This project investigates reinforcement learning in environments with delayed rewards through a 3D target-catching simulation.
The experiments demonstrate that traditional delayed reward structures significantly hinder learning performance, while introducing intermediate reward signals and LSTM-enhanced value functions dramatically improves training convergence and agent effectiveness.
The simulation environment is implemented in Rust for performance optimization with a Python interface for RL training.
This project investigates reinforcement learning in environments with delayed rewards, specifically training an agent to catch moving targets in a 3D simulation environment.
For performance reasons, the simulation is implemented in Rust, with a wrapping Python interface.
The key challenge of the delayed reward setting is that traditional reward signals are only provided when targets are caught or at episode termination, making it difficult for agents to learn effective policies from intermediate actions.

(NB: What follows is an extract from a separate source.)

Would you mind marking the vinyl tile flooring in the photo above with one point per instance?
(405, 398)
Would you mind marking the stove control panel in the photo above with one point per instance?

The simulation environment consists of:
- A 3D free-moving player agent that can navigate in all directions
- Multiple enemy targets with predefined velocities or trajectory functions
- Sparse reward structure where rewards are only given upon target capture or episode completion
- Time pressure component where targets may expire if not caught within their flight time
The findings in this project align with the RUDDER and Accelerating Proximal Policy Optimization papers.
Delayed vs. Intermediate Rewards: The experiments demonstrate that purely delayed reward structures hinder learning performance. Introducing intermediate reward signals showed faster convergence and higher final performance compared to the delayed-only baseline:
- Baseline (Delayed Only): Rewards only at target capture and episode end
- Enhanced (Intermediate): Additional rewards for:
- Moving towards targets (proximity-based rewards)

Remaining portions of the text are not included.